My ancestors were neither white nor rich. They did not attend Ivy League schools. In fact, very few of them were “educated” in formal institutions. But they didn’t wear sweat suits to work; they wore suits. They were dapper in every sense of the word. And so I, their descendants, should be able to dress in any manner I choose and not have it reflect a white tradition of wealth and masculinity. Dapperness does not belong to any one culture. I shouldn’t have to “reclaim” my dapper style. It was all of ours to begin with.

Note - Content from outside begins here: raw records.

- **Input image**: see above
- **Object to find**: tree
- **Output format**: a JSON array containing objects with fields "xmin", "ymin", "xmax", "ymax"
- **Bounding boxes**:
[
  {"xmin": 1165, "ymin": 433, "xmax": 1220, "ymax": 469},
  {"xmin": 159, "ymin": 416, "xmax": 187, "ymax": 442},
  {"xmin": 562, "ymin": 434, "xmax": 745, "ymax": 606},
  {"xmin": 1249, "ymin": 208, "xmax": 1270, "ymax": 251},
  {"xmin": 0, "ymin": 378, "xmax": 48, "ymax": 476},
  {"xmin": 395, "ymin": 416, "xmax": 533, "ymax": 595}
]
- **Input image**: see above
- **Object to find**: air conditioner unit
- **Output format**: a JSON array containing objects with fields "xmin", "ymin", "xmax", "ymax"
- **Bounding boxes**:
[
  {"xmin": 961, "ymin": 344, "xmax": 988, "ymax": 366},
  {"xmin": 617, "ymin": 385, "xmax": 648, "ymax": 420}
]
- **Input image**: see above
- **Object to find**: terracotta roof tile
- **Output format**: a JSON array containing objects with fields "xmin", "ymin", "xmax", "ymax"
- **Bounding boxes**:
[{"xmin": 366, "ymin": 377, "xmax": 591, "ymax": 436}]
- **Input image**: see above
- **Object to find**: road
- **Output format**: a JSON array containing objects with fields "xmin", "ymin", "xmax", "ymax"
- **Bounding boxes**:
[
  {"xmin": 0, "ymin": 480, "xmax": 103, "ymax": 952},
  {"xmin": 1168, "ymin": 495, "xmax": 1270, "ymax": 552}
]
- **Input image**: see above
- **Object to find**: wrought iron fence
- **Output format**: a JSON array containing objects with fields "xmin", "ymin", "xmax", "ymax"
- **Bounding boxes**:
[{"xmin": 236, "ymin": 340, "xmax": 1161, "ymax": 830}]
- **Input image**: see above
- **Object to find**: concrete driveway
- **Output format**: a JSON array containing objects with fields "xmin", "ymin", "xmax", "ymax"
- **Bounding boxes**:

About Blakeley Calhoun: I’m a 19 year old college student that is obsessed with fashion, Florence Welch, and bow ties. I love my dog more than I love most people. I talk to my dog more than I talk to most people. I watch the Golden Girls on Friday nights (well every night but Friday in particular). Paris is Burning is the best documentary ever created. I answer plus-size questions for qwear.tumblr.com. I am currently the co-president of the Queer Student Union at my university. I like nautical themed things but I’m not sure why. In addition, one day I hope to be a professor. I have a hard time not using ‘I’ statements. None of the previous sentences seem to be connected in any way and that’s essentially the best way to describe me-lots of random tidbits trapped on one plus size queer.”